[Yandex Cloud documentation](../../index.md) > [Yandex Data Transfer](../index.md) > [Tutorials](index.md) > Uploading data to Object Storage > Replicating logs to Object Storage using Fluent Bit

# Replicating logs to Yandex Object Storage using Fluent Bit


Data aggregators enable you to transmit data, e.g., logs, from [VMs](../../compute/concepts/vm.md) to log monitoring and data storage services.

In this tutorial, you will learn how to replicate VM logs automatically to an Object Storage bucket using [Fluent Bit](https://fluentbit.io).

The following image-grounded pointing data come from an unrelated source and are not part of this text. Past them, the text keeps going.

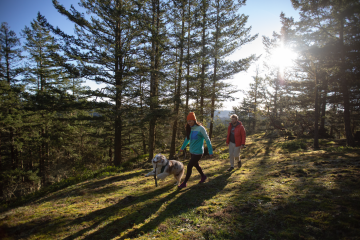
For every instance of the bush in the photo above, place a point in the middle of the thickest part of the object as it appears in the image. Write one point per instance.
(294, 145)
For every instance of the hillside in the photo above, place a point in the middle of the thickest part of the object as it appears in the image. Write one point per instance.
(284, 190)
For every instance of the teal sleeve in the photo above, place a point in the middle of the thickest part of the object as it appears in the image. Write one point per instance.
(207, 140)
(185, 144)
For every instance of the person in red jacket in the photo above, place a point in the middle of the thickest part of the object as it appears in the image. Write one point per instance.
(235, 140)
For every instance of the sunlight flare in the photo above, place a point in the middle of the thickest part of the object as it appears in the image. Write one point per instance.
(282, 57)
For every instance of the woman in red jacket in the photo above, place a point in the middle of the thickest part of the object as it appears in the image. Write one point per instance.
(235, 140)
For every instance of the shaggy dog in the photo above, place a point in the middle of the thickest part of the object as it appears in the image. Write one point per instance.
(165, 167)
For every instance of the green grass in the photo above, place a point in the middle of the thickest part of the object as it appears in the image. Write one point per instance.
(281, 192)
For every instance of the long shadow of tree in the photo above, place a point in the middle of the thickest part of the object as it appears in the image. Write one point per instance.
(308, 210)
(184, 201)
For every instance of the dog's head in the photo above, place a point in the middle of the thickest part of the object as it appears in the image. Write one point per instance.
(159, 159)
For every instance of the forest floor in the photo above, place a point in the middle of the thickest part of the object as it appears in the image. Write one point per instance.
(284, 190)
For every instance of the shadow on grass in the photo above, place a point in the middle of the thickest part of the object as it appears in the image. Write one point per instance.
(317, 204)
(180, 201)
(90, 187)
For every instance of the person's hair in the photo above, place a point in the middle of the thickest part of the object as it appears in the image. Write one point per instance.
(188, 128)
(235, 116)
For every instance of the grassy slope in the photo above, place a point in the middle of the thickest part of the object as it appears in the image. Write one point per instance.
(277, 194)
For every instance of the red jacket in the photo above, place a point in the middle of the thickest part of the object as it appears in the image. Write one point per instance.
(240, 134)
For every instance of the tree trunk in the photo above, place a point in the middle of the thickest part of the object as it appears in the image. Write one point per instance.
(203, 64)
(118, 96)
(323, 108)
(154, 80)
(316, 127)
(178, 90)
(345, 91)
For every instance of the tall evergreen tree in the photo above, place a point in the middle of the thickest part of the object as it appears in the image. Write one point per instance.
(103, 47)
(228, 35)
(332, 27)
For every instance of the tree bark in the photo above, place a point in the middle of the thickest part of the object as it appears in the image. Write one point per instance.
(178, 90)
(154, 80)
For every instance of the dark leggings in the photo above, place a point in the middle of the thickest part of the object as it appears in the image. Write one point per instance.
(194, 162)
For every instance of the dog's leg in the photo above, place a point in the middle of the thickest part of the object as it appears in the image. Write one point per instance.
(179, 176)
(150, 174)
(162, 176)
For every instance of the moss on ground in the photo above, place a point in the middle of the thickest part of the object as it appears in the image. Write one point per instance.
(284, 190)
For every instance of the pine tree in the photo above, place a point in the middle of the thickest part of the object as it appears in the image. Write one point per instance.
(228, 35)
(103, 47)
(332, 27)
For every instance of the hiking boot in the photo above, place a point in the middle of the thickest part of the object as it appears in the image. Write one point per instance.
(230, 169)
(203, 178)
(239, 163)
(182, 185)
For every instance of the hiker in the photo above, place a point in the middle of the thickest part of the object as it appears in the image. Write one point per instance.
(195, 134)
(235, 140)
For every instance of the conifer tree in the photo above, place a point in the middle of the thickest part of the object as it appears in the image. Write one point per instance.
(332, 28)
(228, 35)
(103, 47)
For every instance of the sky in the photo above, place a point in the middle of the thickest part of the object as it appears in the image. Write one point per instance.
(264, 19)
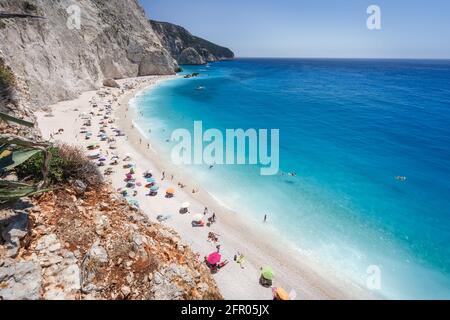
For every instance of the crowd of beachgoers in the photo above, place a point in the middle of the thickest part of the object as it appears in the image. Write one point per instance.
(99, 134)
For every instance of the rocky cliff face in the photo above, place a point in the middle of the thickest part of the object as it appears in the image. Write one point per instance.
(55, 62)
(186, 48)
(90, 244)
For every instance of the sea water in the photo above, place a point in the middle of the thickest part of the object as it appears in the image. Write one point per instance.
(348, 128)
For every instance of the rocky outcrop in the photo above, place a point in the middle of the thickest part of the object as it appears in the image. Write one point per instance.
(187, 48)
(92, 245)
(57, 61)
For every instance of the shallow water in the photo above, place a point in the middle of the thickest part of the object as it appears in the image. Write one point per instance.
(347, 128)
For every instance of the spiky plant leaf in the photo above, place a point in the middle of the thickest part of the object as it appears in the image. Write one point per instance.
(18, 157)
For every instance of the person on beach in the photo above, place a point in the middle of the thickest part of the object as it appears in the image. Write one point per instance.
(240, 260)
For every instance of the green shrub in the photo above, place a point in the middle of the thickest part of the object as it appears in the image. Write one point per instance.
(67, 163)
(6, 76)
(29, 7)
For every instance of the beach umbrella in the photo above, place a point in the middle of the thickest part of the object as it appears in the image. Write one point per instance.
(148, 173)
(281, 294)
(267, 273)
(185, 205)
(198, 218)
(214, 258)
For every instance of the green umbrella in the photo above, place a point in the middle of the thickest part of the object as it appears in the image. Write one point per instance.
(267, 273)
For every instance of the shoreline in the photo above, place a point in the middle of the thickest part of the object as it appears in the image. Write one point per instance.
(259, 245)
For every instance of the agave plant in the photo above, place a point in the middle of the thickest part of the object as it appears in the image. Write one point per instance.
(15, 150)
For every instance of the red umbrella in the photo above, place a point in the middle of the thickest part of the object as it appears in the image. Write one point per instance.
(214, 258)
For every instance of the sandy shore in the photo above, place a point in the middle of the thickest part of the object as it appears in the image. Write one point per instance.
(259, 244)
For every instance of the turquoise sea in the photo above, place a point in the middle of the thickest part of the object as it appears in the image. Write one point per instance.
(348, 128)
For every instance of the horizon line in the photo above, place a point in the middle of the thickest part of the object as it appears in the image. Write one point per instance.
(341, 58)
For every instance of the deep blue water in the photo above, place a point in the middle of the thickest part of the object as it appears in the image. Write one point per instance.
(347, 128)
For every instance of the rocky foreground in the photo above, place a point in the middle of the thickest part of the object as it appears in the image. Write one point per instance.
(75, 243)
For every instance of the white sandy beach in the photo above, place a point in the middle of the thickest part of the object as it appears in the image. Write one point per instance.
(259, 244)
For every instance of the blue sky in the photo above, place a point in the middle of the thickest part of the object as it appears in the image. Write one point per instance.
(314, 28)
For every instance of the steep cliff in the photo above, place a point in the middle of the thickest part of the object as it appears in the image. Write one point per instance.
(186, 48)
(56, 60)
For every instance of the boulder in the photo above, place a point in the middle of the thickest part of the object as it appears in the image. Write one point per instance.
(16, 229)
(20, 280)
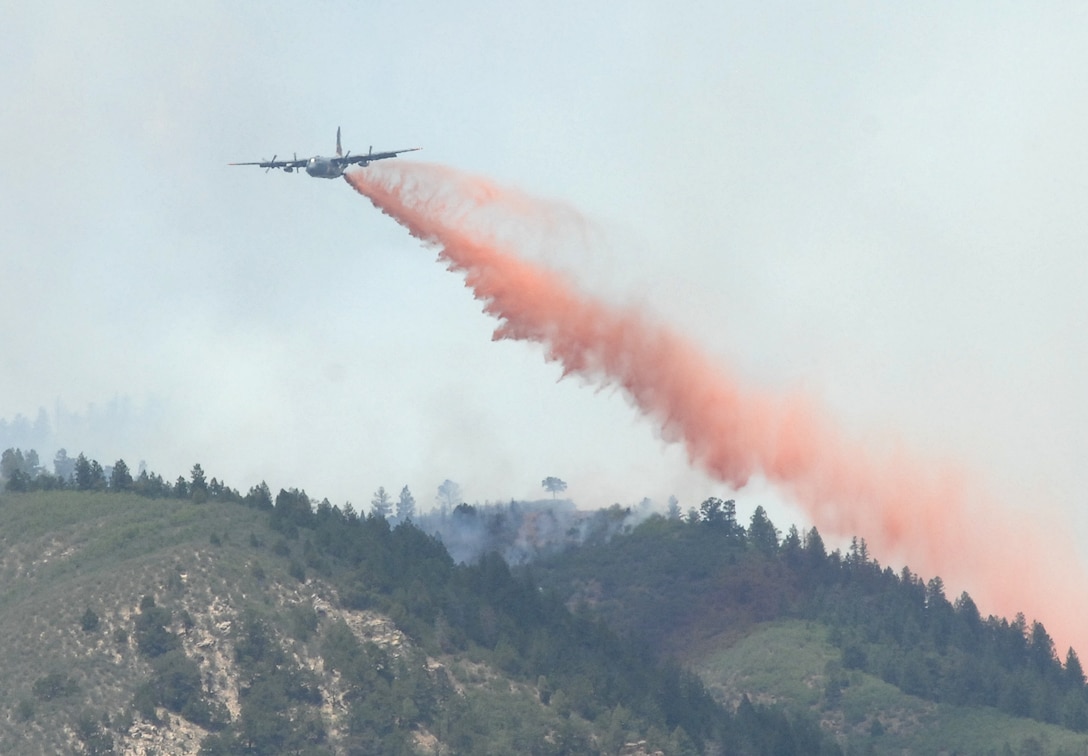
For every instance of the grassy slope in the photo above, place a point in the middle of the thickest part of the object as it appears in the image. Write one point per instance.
(61, 553)
(64, 552)
(791, 661)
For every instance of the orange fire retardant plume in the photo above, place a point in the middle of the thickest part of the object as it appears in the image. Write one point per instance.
(906, 507)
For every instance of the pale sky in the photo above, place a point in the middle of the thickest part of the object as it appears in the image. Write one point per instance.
(879, 206)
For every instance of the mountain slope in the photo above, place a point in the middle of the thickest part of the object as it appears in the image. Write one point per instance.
(135, 624)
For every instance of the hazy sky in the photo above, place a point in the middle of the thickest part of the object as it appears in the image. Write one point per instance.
(880, 207)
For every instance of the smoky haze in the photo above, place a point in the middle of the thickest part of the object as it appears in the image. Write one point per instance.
(932, 515)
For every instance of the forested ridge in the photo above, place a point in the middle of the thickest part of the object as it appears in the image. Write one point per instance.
(572, 685)
(594, 629)
(677, 582)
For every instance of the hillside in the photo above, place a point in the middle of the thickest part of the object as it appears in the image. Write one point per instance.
(226, 624)
(884, 660)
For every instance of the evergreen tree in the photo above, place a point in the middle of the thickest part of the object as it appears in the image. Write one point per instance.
(762, 532)
(406, 506)
(381, 505)
(84, 475)
(120, 478)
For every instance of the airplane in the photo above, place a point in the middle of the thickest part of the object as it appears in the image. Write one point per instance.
(328, 168)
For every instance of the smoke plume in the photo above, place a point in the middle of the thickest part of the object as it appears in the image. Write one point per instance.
(928, 515)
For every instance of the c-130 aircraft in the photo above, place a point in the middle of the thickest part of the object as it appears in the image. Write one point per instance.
(328, 168)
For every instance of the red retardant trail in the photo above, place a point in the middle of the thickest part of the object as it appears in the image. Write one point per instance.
(906, 507)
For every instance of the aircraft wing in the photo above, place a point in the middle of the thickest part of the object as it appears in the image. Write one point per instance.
(292, 164)
(371, 157)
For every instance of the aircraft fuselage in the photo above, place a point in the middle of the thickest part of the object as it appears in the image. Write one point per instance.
(324, 168)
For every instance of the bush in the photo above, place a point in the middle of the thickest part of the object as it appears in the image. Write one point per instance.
(54, 685)
(88, 621)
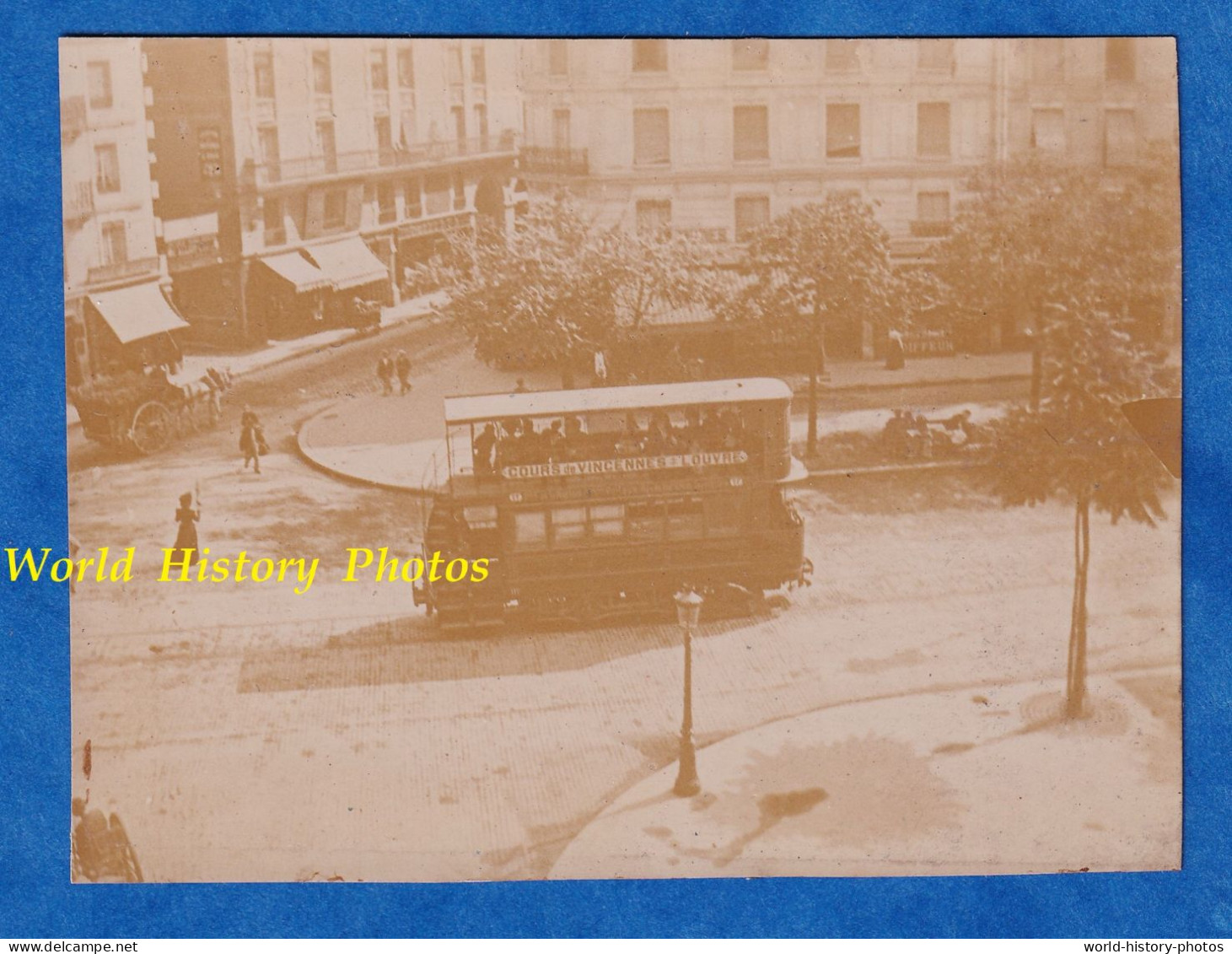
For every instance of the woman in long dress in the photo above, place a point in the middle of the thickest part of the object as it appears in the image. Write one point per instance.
(251, 439)
(186, 539)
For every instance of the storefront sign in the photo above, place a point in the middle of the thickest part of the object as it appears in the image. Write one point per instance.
(623, 465)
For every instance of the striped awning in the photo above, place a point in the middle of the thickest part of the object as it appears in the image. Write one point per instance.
(296, 269)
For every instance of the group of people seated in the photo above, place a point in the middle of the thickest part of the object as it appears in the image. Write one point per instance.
(519, 441)
(913, 435)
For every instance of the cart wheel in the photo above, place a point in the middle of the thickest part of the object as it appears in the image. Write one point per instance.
(152, 428)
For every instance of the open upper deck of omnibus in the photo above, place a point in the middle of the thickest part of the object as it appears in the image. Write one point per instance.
(657, 432)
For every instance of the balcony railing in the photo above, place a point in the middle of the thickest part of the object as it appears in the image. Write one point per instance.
(101, 274)
(355, 163)
(552, 160)
(78, 201)
(930, 227)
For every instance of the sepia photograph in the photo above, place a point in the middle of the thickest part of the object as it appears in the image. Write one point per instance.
(514, 459)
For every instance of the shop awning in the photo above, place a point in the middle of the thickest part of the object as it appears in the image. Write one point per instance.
(347, 262)
(136, 312)
(296, 269)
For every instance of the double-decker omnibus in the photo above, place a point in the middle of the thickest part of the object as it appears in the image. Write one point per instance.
(595, 503)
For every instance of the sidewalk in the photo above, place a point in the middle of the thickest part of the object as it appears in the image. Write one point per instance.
(274, 353)
(981, 782)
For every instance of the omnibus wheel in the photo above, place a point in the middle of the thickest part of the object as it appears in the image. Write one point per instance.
(152, 428)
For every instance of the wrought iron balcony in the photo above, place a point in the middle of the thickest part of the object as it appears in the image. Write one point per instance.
(553, 160)
(358, 163)
(130, 269)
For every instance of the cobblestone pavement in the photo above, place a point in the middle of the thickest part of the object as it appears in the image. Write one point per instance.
(243, 732)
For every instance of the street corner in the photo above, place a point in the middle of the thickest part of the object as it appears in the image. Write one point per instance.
(355, 440)
(985, 780)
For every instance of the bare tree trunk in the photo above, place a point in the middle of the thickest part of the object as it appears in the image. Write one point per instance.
(1076, 676)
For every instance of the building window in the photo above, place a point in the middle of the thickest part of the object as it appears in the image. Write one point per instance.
(267, 152)
(454, 66)
(1047, 59)
(412, 198)
(272, 216)
(649, 56)
(562, 132)
(328, 144)
(406, 68)
(106, 168)
(843, 131)
(750, 55)
(751, 213)
(1049, 131)
(322, 77)
(99, 84)
(1119, 64)
(262, 75)
(937, 56)
(336, 208)
(933, 130)
(115, 243)
(438, 197)
(384, 130)
(387, 202)
(481, 125)
(651, 137)
(842, 56)
(932, 213)
(654, 217)
(750, 127)
(1120, 138)
(379, 68)
(558, 58)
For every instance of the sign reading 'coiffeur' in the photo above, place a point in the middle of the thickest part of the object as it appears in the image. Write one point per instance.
(623, 465)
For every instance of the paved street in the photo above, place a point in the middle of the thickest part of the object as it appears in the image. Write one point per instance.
(245, 732)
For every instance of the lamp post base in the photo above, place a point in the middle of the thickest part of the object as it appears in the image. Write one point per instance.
(686, 779)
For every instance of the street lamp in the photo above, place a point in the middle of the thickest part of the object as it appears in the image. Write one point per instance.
(687, 611)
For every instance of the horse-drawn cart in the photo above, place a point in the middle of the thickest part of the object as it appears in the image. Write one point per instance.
(143, 412)
(138, 398)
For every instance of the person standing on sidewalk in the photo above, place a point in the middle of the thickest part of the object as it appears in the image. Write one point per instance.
(402, 365)
(385, 371)
(251, 439)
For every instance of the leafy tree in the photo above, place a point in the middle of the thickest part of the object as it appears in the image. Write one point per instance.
(556, 286)
(1079, 256)
(809, 267)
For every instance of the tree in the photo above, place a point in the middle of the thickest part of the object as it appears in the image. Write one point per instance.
(556, 286)
(809, 267)
(1079, 256)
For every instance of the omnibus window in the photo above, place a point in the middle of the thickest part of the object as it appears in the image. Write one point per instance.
(724, 516)
(646, 521)
(480, 518)
(608, 520)
(684, 519)
(568, 524)
(530, 531)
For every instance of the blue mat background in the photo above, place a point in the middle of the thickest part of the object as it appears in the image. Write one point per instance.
(36, 897)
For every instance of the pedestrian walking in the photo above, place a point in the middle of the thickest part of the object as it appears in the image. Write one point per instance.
(386, 371)
(402, 365)
(186, 544)
(896, 352)
(251, 439)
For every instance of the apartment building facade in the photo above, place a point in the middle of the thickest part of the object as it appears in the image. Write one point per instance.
(299, 176)
(718, 137)
(115, 281)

The solution described below works in the following way:
1. Fluent Bit runs on an active VM as a [systemd](https://ru.wikipedia.org/wiki/Systemd) module.
1. Fluent Bit collects logs as per the configuration settings and sends them to a [stream](../../data-streams/concepts/glossary.md#stream-concepts) in Data Streams over the [Amazon Kinesis Data Streams](https://aws.amazon.com/ru/kinesis/data-streams/) protocol.
1. In your working folder, you set up a [Data Transfer](../concepts/index.md#transfer) that fetches data from the stream and saves it to an Object Storage [bucket](../../storage/concepts/bucket.md).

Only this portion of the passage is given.